Most if not all consumer-grade jewelry-scales advertised as working at the 0.001g (mg) range are not reliably accurate enough to measure quantities weighing less than around 15-25 mg depending on the model and calibration. With a drug as potent as 3-MeO-PCP a small discrepancy in measurement can make a world of difference in physical and mental response to the dose. It is for these reasons that it would be in one's best interest to use a volumetric dose measurement technique as outlined in this guide.
| Threshold | 1.5-3 mg |
| Light | 3-5 mg |
| Common | 5-10 mg |
| Strong | 10-15 mg |
| Heavy | 15-18 mg+ |
| Threshold | 1-2 mg |
| Light | 2-5 mg |
| Common | 5-8 mg |
| Strong | 8-12 mg |
| Heavy | 12-15 mg+ |
Duration
| Onset | 20-40 minutes |
| Total | 3-5 hours +/- 60 minutes, dependent on dose. |
| After-effects | 2-48 hours |
| Onset | 10-30 minutes |
| Total | 2-4 hours +/- ~30 minutes, dependent on dose. |
| After-effects | 2-48 hours |
Effects
Positive
- Increase in energy / stimulation
- Euphoria
- Pleasant mental and/or body high
- Music appreciation
- Disconnected thoughts
- Sense of calm
- Increased sociability, loss of inhibitions
- Closed and open-eye visuals
- Shifts in perception of reality
Neutral
- Increased heart rate (lower doses)
- Altered time perception
- Disrupted speech patterns
- Analgesia (decreased pain awareness) and numbness
- Distorted sensory perceptions, hallucinations
- Unusual and unpredictable behavior
- Mild to moderate dissociation
- Confusion, disorientation
Negative
- Disturbing hallucinations and/or delusions
- Anxiety, paranoia
- Severe dissociation, depersonalization
- Ataxia (loss of motor coordination)
- Psychotic episodes
- Nausea, vomiting
- Temporary amnesia
- Severe distortion or loss of auditory/visual perception
Harm Reduction
- 3-Meo-PCP is a very powerful NMDA antagonist (doses are on par with PCP), and as such it has the potential to be very confusing.
- 3-MeO-PCP is considered to be a 'research-chemical', simply meaning that there is little to no clinical data on long-term effects.
- 3-MeO-PCP, as with all arylcyclohexylamine class dissociative compounds may cause neurotoxicity when used frequently or in high dose.
- 3-MeO-PCP acts as a mild Serotonin Reuptake Inhibitor and as such may risk adverse effects as a result of synergy when used with certain serotogenic drugs or medications.
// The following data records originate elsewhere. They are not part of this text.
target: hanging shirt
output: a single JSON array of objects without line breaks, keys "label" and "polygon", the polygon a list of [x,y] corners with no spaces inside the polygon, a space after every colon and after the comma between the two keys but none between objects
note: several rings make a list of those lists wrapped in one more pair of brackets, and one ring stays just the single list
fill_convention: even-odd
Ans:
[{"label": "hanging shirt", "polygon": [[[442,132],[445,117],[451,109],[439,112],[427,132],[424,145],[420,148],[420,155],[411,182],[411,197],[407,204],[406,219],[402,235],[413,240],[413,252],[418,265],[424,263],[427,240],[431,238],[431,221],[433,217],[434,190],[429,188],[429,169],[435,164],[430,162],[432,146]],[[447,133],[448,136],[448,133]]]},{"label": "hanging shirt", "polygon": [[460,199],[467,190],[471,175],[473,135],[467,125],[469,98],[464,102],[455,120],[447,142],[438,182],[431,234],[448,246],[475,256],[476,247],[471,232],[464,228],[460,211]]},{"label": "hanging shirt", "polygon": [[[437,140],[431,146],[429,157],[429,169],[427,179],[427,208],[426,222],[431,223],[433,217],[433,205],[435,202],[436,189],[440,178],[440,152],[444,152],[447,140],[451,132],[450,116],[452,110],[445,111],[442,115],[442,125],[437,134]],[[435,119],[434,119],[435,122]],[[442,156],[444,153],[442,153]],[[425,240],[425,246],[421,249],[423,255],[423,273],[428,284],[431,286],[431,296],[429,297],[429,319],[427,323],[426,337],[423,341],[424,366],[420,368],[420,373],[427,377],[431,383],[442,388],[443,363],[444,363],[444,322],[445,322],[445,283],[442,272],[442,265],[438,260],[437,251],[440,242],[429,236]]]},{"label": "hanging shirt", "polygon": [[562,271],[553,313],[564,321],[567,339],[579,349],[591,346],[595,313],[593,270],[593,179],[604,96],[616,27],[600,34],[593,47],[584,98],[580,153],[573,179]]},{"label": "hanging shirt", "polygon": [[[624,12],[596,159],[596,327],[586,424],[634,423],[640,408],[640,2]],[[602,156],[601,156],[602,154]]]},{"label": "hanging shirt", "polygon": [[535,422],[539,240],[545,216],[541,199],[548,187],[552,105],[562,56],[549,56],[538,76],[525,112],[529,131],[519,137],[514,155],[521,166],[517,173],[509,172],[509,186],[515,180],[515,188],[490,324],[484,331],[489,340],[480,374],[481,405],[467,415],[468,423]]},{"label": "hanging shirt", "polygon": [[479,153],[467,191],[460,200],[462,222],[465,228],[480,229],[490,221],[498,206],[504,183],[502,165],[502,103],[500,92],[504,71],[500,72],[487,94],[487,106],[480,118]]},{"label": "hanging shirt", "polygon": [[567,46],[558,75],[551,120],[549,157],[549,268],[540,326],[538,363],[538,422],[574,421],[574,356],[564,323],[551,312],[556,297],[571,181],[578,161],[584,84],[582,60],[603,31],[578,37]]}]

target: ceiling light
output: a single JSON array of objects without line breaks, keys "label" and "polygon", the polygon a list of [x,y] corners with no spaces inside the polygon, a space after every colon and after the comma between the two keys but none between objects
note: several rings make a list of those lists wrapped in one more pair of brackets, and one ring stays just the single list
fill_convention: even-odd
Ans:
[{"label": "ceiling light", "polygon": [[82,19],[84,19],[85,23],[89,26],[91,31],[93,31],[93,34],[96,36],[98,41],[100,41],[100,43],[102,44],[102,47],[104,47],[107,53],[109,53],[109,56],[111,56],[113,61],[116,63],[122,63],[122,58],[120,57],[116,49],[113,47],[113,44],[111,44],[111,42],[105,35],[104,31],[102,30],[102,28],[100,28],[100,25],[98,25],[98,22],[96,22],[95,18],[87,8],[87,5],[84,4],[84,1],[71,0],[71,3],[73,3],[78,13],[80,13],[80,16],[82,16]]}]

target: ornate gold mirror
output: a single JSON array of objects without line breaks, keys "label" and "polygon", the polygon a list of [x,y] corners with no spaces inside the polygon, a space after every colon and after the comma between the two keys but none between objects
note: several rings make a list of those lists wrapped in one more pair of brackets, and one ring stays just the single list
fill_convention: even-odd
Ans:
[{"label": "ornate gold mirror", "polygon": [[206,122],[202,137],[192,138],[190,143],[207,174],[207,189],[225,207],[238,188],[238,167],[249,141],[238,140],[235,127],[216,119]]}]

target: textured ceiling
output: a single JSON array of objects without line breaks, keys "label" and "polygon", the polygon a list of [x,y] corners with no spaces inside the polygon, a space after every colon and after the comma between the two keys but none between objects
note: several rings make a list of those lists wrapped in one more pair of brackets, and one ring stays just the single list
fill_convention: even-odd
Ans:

See Interactions.
- It is difficult to measure 3-MeO-PCP accurately with a scale because it is active in the 1-10 mg range. See the dosage section for more information.
- 3-MeO-PCP has a steep dose-response-curve and an onset ranging from approximately 20-40 minutes. It is inadvisable to redose, especially within the first hour.
For more information see Dissociative Harm-Reduction.
Interactions
Check out our Drug Combinations page and chart for interactions and combinations of common drugs. PCP and 3-MeO-PCP have similar profiles and as such its safe to assume the PCP combination-chart data also applies to 3-MeO-PCP.
Specifically, do not mix 3-MeO-PCP with alcohol or benzodiazepines. 3-MeO-PCP will also likely produce synergistic effects if used in conjunction with certain serotogenic medications or drugs.
Chemistry and Pharmacology
3-MeO-PCP binds to the NMDA receptor with higher affinity than PCP and has the highest affinity of the three isomeric anisyl-substitutions, followed by 2-MeO-PCP and 4-MeO-PCP. It is also a Serotonin Reuptake Inhibitor (SRI).
3-MeO-PCP hydrochloride is a white crystalline solid with a melting point of 204-205°C.
3-MeO-PCP has a Ki of 20 nM for the NMDA receptor, 216 nM for the serotonin transporter and 42 for the sigma1 receptor.
Legal status
UK: Class B, as are all arylcyclohexamines.
US: Covered by the analogue act if sold for human consumption.